When I was in college, every day was a juggling act. With a full class load, a full-time job and the desire for a social life, there were many balls in the air. Sometimes I would drop them all. On purpose. I would leave my pj’s on all day, bake some cookies and watch hours worth of sappy Lifetime movies. It was a practice my roommates adopted and soon became known as a “Stay-at-Home-Day.” It was a day full of nothing. And it was perfect.
Fast forward a few years (ahem, many years) and my life is crazy busy. We shuttle kids to dance and soccer and gymnastics and play dates and church activities and swim lessons and school functions. Mix in all the parent activities and our days are packed and my head is spinning. We have a schedule. We have a routine. And that is how we make sense of the madness. My family loves to be busy, but sometimes it just becomes overwhelming. I know when we’ve reached that point when my daughters begin asking for a “Stay-at-Home-Day.” It’s one of my favorite traditions I’ve passed on to them.
A “Stay-at-Home-Day” is just that: a day you do not leave the house. Cancel everything you have planned; plans are not allowed on a “Stay-at-Home-Day.” There are no crafts planned, no menu planned for dinner and schedules are forbidden. Watch TV or don’t. Bake 3 different versions of chocolate chip cookies or don’t. Make 100 snowflakes and tape them all over your house or don’t. There might be naps. There might be breakfast for dinner. There might be the largest pillow fort ever created. The possibilities of what might be are endless and are never set in stone. But I do know what is concrete about a “Stay-at-Home-Day”:
You won’t spend a dime. You won’t be tempted to hit up the McDonald’s drive-thru because you forgot to eat lunch. You won’t have the opportunity to overspend at the grocery store because you won’t be near one. You won’t have buyers remorse because you caved and bought those boots you had been eying in the department store window.
And do you want to know the biggest “won’t?” You won’t regret it.
The days I set aside the Blackberry, unplug the computer and pause my worldly obligations are the best days.
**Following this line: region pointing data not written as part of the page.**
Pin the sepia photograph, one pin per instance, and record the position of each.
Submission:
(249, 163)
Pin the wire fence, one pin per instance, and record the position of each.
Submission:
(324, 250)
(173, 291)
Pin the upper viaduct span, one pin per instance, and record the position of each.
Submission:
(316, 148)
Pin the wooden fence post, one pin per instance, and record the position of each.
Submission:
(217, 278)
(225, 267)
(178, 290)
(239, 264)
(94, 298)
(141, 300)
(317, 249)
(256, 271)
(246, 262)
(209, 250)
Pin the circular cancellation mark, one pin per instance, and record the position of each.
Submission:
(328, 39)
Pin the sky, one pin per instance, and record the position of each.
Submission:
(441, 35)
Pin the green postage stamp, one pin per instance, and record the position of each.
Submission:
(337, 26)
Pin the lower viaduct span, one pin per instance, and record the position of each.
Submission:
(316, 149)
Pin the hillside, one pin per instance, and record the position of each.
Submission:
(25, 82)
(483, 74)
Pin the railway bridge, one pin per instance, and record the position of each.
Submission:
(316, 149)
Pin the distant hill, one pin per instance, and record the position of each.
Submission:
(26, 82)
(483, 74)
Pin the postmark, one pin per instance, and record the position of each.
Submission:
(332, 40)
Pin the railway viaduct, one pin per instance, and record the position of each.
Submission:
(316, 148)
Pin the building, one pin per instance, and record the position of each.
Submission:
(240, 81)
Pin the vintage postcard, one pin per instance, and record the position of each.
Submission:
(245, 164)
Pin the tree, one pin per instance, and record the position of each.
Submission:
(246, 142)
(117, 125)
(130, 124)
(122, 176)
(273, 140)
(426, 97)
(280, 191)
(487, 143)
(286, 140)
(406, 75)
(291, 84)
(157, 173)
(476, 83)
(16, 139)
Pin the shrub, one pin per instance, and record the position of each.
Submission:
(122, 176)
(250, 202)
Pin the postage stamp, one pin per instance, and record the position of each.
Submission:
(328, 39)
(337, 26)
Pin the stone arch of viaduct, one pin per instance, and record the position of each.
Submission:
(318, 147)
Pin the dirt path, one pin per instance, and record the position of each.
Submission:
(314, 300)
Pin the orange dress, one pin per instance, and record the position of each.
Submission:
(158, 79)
Distraction free, I actually hear my children. When they yank on my arm, eager to share their latest masterpiece, I have nothing pulling me in the other direction, so I follow. Wherever they lead me. Our “Stay-at-Home-Days” are filled with laughter. A lot of laughter. And they produce the best memories.
And that my friends is better than frugal. Even better than free. That is priceless.